July | August 2006 | Identifying decisive proteomic biomarkers with mass spectrometry has proven difficult. Noisy data, differences between instruments, and the lack of standards (protocol and data reporting formats) have all complicated the effort. To help solve these problems, the Natonal Cancer Institute (NCI) has awarded roughly $1.4 million to statistics software specialist Insightful to develop analytic methods and a software suite — S+ Proteome — for processing and analyzing protein mass spectra data.
The award is for Phase II work on a Small Business Innovation Research (SBIR) contract following successful completion of the six-month, proof-of-concept Phase I.
“What’s become clear is that biological data are inherently noisy. It’s got a lot of junk in it that we’d like to properly filter,” says Keith Baggerly, a consultant to the project and professor in the department of biostatistics and applied mathematics, M.D. Anderson Cancer Center. “We’re working [with Insightful] on a software system that can take a set of spectra generated by profiling tumors from a group of cancer patients and from healthy controls that can quickly establish which peaks are associated with the development of the disease.”
M.D. Anderson played an early role in flagging shortcomings with efforts to define proteomic biomarkers: “We wrote one or two cautionary papers pointing out in some cases proper processing had not been applied and some of the results were, in our opinion, wrong. We wound up going around giving several talks on how you need to design these experiments. In the process, I and others in my group wound up chatting with Insightful.”
Insightful, known for its rigorous statistics software used in microarray analysis, had responded to a NCI request for proposal. “A typical microarray has about 50,000 genes, and on some of these SELDI and MALDI (mass spec) platforms for proteomics, you’ve got 20,000 or more markers as well. It’s very similar problem,” says Michael O’Connell, director of life sciences at Insightful.
Baggerly notes the NCI-sponsored effort seeks to do more than just produce software; it also seeks to identify standard analysis methods. “One of the things plaguing this field is that, in effect, people have been rolling their own with respect to experimental protocols and with respect to analysis methods. It can be extremely difficult, even given the raw spectra from another group, to reproduce the analysis,” he says.
Some support has been gathering around mzXML, though that standard isn’t yet set, and the Human Proteome Organization (HUPO) also has ongoing standards efforts. It turns out that S+, Insightful’s programming language, “is actually pretty good at loading in data in various formats,” according to Baggerly, and should help ensure that S+ Proteome has the needed flexibility to handle different data formats and protocols.
During Phase I, Insightful outlined the structure of the tools and developed some of the data import capacity, leveraging its expertise with time series data and wavlet analysis techniques, which are used to do much of the de-noising and peak selection on mass spectra data.
“We’ve already released what you might call a beta version,” says Jill Goldschneider, research director for Insightful, “and it’s being evaluated by our consultants, and we made it available to NCI’s Early Detection Research Network (EDRN). Our plan is to do a release every six months.”
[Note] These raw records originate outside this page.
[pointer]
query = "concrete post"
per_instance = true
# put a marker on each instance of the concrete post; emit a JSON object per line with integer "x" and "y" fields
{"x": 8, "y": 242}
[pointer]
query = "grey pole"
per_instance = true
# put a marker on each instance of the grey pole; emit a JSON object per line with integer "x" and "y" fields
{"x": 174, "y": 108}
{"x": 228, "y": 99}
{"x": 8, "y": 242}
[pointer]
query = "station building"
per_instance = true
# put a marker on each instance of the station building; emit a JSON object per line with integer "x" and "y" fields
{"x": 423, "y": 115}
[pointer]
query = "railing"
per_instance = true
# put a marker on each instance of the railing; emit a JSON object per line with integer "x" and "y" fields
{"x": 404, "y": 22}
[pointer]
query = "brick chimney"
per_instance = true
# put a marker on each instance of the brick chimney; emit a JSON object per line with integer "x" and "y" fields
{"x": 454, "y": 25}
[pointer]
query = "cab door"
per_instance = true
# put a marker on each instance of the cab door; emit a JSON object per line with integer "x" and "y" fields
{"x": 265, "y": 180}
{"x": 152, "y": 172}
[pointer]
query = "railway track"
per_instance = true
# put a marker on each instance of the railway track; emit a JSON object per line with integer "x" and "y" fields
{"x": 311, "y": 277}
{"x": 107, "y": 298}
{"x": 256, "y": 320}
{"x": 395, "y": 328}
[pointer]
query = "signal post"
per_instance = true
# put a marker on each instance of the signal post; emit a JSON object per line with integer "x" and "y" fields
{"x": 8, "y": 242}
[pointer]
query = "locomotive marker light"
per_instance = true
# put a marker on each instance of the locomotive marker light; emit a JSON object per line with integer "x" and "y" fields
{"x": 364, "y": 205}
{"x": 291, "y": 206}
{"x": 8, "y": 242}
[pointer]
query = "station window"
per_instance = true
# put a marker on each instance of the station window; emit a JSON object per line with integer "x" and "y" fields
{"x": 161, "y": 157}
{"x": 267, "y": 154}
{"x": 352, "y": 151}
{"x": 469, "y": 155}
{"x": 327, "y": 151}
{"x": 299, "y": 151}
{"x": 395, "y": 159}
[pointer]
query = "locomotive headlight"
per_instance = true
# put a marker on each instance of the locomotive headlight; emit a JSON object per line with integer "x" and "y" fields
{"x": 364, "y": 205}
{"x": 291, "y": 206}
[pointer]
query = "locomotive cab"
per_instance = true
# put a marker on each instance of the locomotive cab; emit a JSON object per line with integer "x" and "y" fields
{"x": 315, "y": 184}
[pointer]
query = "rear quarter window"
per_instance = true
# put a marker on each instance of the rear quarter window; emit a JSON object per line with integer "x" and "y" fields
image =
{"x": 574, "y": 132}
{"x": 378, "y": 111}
Using mass spec for protein biomarker identification presents several challenges; for example, jagged spectra obtained at different times must be aligned and the inherent instrument “noise” — typically both background hiss and high frequency — must be accounted for.
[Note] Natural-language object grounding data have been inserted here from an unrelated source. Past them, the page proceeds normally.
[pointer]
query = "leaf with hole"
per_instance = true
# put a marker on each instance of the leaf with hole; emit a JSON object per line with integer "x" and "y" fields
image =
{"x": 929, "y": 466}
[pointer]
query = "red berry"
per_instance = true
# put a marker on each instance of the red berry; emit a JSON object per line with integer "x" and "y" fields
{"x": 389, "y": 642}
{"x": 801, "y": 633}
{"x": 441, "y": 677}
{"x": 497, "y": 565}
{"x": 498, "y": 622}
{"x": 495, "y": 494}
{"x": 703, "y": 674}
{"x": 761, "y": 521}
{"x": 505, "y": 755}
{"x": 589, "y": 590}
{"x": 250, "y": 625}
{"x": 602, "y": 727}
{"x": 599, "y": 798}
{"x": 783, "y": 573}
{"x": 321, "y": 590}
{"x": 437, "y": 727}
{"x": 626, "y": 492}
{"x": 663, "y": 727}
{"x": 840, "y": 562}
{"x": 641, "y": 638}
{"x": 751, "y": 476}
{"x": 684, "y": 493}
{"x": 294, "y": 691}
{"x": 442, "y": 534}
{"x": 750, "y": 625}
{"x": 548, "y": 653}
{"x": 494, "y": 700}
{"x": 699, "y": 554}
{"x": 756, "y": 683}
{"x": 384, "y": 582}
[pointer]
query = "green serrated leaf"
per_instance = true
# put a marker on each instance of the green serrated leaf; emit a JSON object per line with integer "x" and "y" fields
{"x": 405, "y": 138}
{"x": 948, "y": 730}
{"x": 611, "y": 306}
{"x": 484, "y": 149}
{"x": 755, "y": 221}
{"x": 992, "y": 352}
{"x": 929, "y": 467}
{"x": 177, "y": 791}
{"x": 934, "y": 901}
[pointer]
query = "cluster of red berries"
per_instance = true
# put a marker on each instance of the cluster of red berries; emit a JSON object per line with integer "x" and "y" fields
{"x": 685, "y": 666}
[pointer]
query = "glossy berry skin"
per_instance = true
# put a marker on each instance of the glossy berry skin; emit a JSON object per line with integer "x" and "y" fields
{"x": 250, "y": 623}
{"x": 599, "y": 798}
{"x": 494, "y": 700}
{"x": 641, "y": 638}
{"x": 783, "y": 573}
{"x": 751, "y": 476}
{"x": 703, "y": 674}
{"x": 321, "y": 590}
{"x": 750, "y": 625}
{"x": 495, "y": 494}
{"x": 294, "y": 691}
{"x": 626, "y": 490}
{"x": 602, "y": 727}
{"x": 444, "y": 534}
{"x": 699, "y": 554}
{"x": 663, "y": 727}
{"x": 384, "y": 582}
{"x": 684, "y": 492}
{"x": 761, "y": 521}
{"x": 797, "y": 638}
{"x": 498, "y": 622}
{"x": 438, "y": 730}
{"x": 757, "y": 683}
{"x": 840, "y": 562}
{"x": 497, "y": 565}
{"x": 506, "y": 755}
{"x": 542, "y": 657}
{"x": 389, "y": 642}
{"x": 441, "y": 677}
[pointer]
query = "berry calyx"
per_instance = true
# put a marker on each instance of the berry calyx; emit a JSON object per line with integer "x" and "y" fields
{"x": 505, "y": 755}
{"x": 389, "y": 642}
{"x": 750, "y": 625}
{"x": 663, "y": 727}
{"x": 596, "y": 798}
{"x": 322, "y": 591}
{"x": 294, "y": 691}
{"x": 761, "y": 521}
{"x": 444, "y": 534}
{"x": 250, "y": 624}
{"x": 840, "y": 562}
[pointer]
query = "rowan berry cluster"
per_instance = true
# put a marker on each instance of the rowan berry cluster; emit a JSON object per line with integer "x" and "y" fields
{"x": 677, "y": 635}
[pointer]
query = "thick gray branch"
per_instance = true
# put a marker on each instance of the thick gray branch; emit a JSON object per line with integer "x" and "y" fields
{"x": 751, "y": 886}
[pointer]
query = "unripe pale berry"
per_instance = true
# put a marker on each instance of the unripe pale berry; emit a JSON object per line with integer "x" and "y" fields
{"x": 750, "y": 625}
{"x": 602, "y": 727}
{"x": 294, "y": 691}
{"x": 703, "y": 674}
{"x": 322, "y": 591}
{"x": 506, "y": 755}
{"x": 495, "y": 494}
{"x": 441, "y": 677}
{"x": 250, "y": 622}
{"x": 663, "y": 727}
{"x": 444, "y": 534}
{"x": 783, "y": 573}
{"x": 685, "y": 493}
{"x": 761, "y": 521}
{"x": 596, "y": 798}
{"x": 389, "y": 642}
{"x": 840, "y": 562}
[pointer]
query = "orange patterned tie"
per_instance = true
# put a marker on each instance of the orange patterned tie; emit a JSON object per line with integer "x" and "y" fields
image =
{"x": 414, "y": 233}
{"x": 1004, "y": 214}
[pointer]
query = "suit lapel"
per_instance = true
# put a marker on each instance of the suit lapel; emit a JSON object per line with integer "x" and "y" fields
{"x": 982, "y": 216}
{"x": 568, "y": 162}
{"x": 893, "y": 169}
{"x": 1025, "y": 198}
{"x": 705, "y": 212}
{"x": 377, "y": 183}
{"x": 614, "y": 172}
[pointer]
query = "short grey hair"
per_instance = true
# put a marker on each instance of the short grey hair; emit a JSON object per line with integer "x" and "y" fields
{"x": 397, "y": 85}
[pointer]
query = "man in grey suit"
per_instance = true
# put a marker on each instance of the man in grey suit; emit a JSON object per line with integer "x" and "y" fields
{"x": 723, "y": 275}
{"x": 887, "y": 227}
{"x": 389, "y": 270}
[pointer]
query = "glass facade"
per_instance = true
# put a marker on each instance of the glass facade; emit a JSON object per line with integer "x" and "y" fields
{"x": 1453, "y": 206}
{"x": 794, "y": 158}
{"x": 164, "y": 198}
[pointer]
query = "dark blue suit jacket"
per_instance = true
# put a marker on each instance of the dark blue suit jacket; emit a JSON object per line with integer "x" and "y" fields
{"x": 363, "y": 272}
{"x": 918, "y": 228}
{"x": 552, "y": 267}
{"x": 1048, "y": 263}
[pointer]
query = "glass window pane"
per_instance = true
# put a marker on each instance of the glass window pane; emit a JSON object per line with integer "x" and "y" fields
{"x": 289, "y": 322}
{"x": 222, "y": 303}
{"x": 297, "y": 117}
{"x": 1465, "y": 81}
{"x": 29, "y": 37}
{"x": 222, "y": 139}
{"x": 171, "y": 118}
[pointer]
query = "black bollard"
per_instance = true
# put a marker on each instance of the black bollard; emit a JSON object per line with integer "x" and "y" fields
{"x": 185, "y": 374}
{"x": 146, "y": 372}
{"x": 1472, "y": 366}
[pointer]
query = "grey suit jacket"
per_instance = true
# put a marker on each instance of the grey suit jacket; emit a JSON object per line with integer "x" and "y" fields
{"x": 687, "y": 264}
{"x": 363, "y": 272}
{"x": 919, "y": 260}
“It sounds like a simple question, if I look at a graph, where’s a peak on that graph?” Baggerly says. “But there are some weirdnesses. Whether you’re on the left end or the right end, peaks will have different shapes. It’s very hard to design a filter for peak type A and have it universally applied. So we’ve been working with Insightful to develop adaptive methods for different shapes based upon wavlet techniques that will go through and identify these peaks more readily and extract them quickly.”
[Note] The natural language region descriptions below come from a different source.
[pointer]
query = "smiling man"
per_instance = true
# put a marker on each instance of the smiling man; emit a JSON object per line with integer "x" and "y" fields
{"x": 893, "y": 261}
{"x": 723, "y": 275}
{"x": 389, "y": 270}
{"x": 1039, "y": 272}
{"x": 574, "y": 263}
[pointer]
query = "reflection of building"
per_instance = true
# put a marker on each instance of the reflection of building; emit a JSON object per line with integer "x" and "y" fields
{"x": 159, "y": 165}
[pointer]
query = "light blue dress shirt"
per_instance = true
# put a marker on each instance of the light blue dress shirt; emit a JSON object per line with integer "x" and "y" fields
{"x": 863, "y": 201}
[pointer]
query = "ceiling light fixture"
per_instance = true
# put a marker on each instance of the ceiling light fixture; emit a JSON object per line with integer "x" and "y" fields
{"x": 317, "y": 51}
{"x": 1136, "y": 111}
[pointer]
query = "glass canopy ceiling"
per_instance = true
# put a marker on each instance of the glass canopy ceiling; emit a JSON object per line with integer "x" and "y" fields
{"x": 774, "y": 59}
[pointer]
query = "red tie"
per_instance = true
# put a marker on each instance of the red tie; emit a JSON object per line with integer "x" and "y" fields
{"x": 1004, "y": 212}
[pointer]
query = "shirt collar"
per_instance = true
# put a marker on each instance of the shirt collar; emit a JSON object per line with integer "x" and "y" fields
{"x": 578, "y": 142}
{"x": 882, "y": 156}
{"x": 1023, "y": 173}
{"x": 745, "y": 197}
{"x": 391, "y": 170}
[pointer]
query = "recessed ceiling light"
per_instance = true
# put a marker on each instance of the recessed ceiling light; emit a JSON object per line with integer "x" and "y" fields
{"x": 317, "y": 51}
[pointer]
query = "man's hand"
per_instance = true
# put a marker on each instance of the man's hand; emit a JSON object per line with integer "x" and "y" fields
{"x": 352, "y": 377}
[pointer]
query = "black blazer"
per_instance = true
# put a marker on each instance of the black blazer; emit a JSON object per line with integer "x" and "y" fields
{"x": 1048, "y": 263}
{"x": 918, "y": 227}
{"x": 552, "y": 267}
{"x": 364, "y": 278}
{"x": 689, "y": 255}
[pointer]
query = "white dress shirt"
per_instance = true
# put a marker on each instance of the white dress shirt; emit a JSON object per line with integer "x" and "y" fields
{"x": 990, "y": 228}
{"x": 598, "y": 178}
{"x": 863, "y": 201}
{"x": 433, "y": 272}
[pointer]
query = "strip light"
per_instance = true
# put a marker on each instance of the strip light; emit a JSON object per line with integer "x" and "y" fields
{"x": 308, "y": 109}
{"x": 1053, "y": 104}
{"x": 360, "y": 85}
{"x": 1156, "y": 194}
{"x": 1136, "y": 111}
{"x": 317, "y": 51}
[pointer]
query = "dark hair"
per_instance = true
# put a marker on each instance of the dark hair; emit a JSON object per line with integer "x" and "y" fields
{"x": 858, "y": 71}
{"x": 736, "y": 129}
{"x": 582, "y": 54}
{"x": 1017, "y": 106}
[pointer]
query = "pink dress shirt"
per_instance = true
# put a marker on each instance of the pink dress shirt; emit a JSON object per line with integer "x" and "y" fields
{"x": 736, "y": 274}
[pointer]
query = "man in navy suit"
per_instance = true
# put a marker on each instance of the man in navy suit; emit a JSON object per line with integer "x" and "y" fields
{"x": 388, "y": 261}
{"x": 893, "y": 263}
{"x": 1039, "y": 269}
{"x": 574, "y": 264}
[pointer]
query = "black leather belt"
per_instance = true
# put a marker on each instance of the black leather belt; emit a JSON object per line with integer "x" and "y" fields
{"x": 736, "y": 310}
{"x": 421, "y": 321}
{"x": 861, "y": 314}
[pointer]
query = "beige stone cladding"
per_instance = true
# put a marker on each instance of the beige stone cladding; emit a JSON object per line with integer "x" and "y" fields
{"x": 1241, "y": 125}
Also critical are so-called “bookkeeping” features being built into the software. They track where the samples came from, what preprocessing (e.g., filtering) has been done, etc. Baggerly cites an instance in which his lab received a set of 192 spectra to analyze, but the results were confounding.
“We went back and looked at all 192, one at a time. The problem was they had intended to calibrate them, match peaks to masses, all at once,” says Baggerly. “They got the appropriate equation to calibrate everything and went to the spectra and selected them all and said, OK, we’re going to apply this calibration to all of them. Then somebody’s finger slipped. Instead of having all the spectra selected, they had one selected. Only one of the 192 spectra we got was properly calibrated. All the others were off.”
More detailed tracking would have found the error quickly.
Presumably, Insightful will make S+ Proteome compliant with NCI’s caBIG (Cancer Biomedical Informatics Grid) initiative. Timing of the release and cost of a commercial product based on the SBIR work are still undetermined.